The effort to fill former state Sen. Joe Minard's seat is on hold until Gov. Earl Ray Tomblin can be sure the state Democratic Party followed its own rules for choosing potential replacements.
Minard, D-Harrison, resigned his Senate seat last week to become the Senate's clerk, a job with a higher salary.
Tomblin, a Democrat, has final say over who fills the vacancy. He received three candidates' names last week from a specially appointed Democratic executive committee.
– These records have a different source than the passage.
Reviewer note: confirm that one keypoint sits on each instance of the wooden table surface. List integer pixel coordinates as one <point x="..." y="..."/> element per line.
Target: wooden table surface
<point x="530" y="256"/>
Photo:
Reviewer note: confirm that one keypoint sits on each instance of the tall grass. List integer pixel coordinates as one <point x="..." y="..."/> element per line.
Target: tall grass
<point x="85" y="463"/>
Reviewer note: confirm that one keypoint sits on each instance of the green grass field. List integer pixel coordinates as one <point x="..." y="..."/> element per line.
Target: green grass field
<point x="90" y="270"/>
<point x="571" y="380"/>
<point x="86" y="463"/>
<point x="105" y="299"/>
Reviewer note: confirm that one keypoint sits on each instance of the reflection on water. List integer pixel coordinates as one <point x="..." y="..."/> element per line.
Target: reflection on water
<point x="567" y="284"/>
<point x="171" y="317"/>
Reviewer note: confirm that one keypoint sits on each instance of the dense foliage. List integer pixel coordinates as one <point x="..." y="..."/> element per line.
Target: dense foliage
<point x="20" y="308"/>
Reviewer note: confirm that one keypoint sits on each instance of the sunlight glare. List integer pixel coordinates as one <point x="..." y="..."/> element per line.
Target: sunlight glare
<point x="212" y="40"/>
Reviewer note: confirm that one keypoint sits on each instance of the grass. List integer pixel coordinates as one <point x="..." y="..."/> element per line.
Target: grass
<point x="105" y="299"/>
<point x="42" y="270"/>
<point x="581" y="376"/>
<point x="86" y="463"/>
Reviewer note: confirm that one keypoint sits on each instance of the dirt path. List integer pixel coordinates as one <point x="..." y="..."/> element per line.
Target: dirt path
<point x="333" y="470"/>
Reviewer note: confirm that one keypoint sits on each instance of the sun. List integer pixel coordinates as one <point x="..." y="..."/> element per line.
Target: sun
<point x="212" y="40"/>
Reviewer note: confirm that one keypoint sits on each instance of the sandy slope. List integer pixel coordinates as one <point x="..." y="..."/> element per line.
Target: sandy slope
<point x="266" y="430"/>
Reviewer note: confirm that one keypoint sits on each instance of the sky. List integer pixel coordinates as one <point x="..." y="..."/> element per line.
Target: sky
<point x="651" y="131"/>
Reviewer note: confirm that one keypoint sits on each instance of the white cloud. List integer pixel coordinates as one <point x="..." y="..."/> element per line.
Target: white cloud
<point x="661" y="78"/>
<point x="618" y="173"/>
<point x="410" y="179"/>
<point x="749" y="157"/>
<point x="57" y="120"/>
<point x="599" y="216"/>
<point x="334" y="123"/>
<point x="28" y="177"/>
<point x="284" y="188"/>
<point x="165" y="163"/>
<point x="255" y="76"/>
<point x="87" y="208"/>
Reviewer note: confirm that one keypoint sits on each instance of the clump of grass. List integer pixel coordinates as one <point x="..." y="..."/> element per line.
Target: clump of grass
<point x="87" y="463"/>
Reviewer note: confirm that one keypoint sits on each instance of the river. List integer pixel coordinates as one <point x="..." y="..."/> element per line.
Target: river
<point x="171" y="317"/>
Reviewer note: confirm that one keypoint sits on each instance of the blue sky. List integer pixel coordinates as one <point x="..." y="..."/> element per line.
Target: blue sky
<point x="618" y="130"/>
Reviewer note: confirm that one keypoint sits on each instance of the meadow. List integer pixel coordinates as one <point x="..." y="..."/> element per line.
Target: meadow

The committee included one man and one woman from each of the four counties in Minard's Senate district.
Now, criticisms of the committee's work by a Harrison County Democrat and the head of the Republican Party are complicating the effort.
The Governor's Office is waiting on the party to let it know if procedures were followed, Tomblin spokeswoman Amy Shuler Goodwin said Tuesday evening.
In the meantime, there are significant ramifications for the leadership of the House of Delegates: One of the candidates for the Senate seat is Delegate Tim Miley, the chairman of the powerful House Judiciary Committee.
With less a month to go before the start of the legislative session, House Speaker Rick Thompson has yet to say who will lead what committee, at least in part because of this big 'what if.'
The criticism of the process to replace Minard started from within the Democratic Party but now includes the chairman of the state Republican Party.
First, Harrison County school board President Mike Queen accused the chairman of the Senate executive committee of cheating.
Following a series of stories about Queen's allegations, Republicans joined the fray on Tuesday.
Both Queen and the Republicans say they are concerned that Senate search committee chairman Martin Shaffer manipulated the process to make sure Harrison County Commissioner Mike Romano was one of the three names sent to Tomblin. The other two were Miley and Delegate Sam Cann, D-Harrison.
Shaffer cast three votes for Romano.
"Is it really fair that one member of the Committee can cast enough votes to dictate who one of the nominees will be?" Queen said Tuesday in the most recent in a series of emails and Facebook posts questioning Shaffer's actions. "I don't think so. But the Democrat Party doesn't seem to have an opinion on that question."
Shaffer said that style of voting, known as "cumulative voting," is allowed by Robert's Rules of Order, the bible of parliamentary procedure.
He is correct.
But a recent edition of Robert's Rules added a note emphasizing that "cumulative voting violates the fundamental principle of 'one person, one vote,' " according to a list of changes to the 2011 edition on the guidebook's website.